When building from source I followed the build guide https://openzfs.github.io/openzfs-docs/Developer%20Resources/Building%20ZFS.html I used to rpm's instead of doing a make install.

manfromafar commented 3 months ago

After some trial and error, I was able to get a version of zfs that didn't have issues unloading the module on opensuse 15.5. Using kernel kernel-default-5.14.21-150500.55.44.1.x86_64.rpm I was able to get 2.1.13 installed and there were no issues with loading/unloading/deleting larges amounts of datasets. Untested is doing my actual backups but now that I have a "working" system that will be the next step.
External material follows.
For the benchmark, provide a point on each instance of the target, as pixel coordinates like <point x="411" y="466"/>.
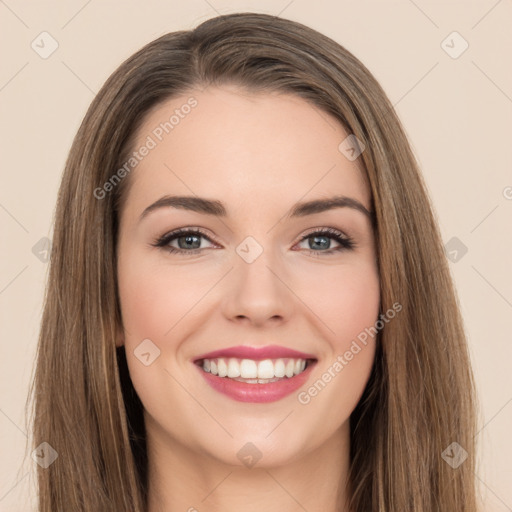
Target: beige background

2.2.4 still has issues on unload though using the same kernel as the 2.1.13 test

arturpzol commented 2 months ago

The issue is also reproducible in my environments when unloading the ZFS module on ZFS 2.2.4, regardless of the kernel version, so it seems like a bug in ZFS 2.2.4. The issue does not occur on ZFS 2.2.3.

ixhamza commented 2 months ago

https://github.com/openzfs/zfs/commit/db65272aef3d380d2bd1c94907826f2b9ec9205e seems to cause this issue in the 2.2.4 release. VDEV_PROP_RAIDZ_EXPANDING is defined but was never registered with sysfs, which causes an exception during kobj release, though it is not a problem with the master branch due to complete raidz expand support there. @tonyhutter, we may need to remove the property from the list in the zfs-2.2.5-staging branch.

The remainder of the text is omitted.